Natuur op zondag.
Aart van Dragt
In de tijd dat Nederland nog een christelijke natie was trok iedereen op zondag zijn nette kleren aan om naar de kerk te gaan. In de polder buitelden de kieviten van pure vreugde in de lucht; hazen renden nerveus heen en weer, als om te kijken waar iedereen gebleven was. Na de kerk, het extra lekkere zondagse toetje en een middagdutje, wandelde men een rondje door de buurt; ging of kreeg familie op bezoek.
Het zal u waarschijnlijk opgevallen zijn dat de afgelopen decennia het een en ander veranderd is. Op de eerste de beste mooie zondag, als de temperatuur de twintig graden nadert, trekt iedereen er op uit. Bergschoenen worden aangetrokken, rugzakken omgegord, fietsen achter de auto gehangen of koelboxen worden nog snel vol gepropt om te kunnen aansluiten bij de file naar de kust of het pretpark. Nederland recreëert massaal. Na ellefen, als hele horden massaal naar het schaarse groen zijn opgetrokken, heeft daar alles met vier poten of vleugels, al dekking gezocht.
Elkaar verdringend op de fietspaden geniet men van de natuur. Op gemarkeerde wandelroutes trekken honden, al kuiten bijtend, hun bazen voort. De verbruikte calorieën worden na afloop met koffie en gebak (voor de kinderen een pannenkoek met limonade, want ze hadden toch zooò’n honger en dorst) aangevuld.

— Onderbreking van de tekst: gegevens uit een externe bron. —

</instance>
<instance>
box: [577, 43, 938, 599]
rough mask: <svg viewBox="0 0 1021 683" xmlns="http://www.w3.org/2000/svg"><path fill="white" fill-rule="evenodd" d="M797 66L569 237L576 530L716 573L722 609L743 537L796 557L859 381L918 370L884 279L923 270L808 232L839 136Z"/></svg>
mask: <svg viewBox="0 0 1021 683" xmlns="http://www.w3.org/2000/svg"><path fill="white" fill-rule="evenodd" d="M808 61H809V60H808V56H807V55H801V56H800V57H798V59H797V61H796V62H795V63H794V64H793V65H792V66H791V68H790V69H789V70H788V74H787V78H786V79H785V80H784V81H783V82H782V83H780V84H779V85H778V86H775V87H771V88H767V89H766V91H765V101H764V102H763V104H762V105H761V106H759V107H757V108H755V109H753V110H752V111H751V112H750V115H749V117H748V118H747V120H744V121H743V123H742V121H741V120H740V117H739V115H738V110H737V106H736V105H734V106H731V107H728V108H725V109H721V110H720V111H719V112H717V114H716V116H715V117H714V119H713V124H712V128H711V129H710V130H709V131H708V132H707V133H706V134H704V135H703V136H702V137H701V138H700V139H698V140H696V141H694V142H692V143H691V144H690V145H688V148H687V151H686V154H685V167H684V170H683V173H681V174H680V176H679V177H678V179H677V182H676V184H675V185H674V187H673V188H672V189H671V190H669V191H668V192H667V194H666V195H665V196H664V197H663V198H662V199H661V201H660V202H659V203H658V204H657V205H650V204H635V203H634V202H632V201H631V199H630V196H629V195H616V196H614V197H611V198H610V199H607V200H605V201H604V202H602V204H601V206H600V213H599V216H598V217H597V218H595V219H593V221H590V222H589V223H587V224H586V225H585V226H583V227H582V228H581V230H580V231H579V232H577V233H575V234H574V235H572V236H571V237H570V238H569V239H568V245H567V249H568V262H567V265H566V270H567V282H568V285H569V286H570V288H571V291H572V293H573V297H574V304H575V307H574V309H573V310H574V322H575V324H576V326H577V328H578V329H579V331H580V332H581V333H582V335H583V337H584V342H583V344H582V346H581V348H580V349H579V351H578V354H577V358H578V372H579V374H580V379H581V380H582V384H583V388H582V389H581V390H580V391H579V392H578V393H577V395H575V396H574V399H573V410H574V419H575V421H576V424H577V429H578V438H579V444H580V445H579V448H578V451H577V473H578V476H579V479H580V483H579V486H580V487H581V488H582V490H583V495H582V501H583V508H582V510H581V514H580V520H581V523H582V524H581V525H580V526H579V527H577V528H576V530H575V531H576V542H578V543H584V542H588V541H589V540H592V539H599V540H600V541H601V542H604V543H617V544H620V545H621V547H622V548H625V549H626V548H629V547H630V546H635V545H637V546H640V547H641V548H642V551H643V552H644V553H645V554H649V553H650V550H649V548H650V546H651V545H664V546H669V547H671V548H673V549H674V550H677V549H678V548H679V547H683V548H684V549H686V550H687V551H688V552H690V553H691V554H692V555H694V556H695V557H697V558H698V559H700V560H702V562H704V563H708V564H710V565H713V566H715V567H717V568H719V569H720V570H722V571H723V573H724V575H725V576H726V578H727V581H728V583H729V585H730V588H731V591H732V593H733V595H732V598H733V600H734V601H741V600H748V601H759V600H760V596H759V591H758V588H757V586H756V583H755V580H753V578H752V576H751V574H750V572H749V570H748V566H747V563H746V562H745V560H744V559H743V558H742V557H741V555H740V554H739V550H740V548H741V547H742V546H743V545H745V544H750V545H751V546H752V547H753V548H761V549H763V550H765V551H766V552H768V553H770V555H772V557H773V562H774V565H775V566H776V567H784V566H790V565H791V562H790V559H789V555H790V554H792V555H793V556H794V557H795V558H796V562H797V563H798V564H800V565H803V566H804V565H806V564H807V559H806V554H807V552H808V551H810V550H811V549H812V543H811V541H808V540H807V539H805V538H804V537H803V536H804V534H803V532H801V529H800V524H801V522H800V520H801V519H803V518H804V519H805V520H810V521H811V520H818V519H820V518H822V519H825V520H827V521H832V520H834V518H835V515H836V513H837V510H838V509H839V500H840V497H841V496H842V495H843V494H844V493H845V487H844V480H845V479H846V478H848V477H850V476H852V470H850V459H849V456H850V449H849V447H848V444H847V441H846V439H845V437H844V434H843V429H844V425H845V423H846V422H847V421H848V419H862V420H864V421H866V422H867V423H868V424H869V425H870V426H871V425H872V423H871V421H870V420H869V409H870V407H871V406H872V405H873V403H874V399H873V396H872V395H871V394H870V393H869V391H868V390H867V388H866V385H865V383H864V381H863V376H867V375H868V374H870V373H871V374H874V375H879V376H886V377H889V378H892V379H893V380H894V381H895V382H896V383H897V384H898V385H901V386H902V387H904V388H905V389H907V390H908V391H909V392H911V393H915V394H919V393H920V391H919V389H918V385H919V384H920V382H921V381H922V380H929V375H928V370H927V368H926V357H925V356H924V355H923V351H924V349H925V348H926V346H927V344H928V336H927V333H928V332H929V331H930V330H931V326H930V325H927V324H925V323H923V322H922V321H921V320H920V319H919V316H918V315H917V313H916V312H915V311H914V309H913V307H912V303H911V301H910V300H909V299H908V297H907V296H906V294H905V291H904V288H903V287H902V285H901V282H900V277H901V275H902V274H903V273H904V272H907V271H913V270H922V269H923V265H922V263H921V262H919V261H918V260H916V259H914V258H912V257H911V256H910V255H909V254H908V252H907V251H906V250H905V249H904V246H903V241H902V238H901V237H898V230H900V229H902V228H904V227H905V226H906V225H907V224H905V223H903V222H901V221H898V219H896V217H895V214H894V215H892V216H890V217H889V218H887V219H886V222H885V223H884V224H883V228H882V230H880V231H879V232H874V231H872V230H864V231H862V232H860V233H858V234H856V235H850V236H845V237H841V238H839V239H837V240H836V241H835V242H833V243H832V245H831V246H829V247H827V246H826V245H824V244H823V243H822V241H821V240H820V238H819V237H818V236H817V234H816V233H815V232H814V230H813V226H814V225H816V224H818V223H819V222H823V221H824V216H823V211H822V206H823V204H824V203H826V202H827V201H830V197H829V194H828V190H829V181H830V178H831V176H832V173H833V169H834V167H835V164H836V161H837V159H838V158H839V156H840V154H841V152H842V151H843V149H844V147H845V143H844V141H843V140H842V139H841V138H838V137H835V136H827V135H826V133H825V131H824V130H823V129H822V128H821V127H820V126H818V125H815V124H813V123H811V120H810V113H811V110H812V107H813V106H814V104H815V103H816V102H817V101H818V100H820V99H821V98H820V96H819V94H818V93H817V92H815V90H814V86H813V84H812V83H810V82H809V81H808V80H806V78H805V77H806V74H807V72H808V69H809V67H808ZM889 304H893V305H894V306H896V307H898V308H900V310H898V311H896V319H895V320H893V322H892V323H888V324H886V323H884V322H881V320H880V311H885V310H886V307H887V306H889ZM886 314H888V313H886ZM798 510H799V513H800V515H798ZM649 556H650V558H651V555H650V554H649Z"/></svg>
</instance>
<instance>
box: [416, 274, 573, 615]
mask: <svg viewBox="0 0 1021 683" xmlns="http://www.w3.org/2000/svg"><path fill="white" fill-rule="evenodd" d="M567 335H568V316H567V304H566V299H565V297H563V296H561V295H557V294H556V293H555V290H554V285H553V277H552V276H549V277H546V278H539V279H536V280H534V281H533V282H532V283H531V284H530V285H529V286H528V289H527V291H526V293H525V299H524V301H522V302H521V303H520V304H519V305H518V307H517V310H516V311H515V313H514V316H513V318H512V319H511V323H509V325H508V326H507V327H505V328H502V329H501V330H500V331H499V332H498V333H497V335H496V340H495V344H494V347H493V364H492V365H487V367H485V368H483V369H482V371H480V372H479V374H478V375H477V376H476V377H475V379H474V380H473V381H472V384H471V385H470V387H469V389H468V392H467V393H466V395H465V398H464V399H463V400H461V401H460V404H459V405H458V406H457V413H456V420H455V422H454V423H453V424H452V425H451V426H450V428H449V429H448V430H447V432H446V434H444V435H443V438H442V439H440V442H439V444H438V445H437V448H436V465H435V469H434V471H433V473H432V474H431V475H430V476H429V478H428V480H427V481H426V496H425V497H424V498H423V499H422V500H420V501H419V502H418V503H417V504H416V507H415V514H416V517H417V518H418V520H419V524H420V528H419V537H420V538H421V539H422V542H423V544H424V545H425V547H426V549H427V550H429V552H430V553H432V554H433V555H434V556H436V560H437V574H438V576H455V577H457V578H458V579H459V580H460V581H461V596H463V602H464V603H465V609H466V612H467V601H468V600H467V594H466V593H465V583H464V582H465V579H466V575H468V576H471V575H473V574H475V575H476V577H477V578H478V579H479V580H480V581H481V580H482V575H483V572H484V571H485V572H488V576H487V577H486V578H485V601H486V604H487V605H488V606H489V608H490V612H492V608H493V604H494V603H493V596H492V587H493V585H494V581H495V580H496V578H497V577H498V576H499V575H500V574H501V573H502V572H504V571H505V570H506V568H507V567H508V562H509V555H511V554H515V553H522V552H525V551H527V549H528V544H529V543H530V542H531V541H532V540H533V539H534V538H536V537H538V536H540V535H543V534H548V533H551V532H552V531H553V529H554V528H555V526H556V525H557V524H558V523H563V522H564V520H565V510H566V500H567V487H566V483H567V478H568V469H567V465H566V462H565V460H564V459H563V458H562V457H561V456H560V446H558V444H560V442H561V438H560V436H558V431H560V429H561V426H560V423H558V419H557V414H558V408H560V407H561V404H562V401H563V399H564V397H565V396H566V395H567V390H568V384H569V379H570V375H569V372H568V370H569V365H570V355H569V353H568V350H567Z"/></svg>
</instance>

Pas om vijf uur, als de files de andere kant op wijzen, haalt de natuur weer opgelucht adem en aarzelend komen de dieren weer te voorschijn. Ondertussen lig ik in mijn tuin te luieren; genietend van de bloemen, vlinders en bijen. Die insecten gaan gewoon door met hun dagelijkse werk, want die kennen nog geen zondagsrust.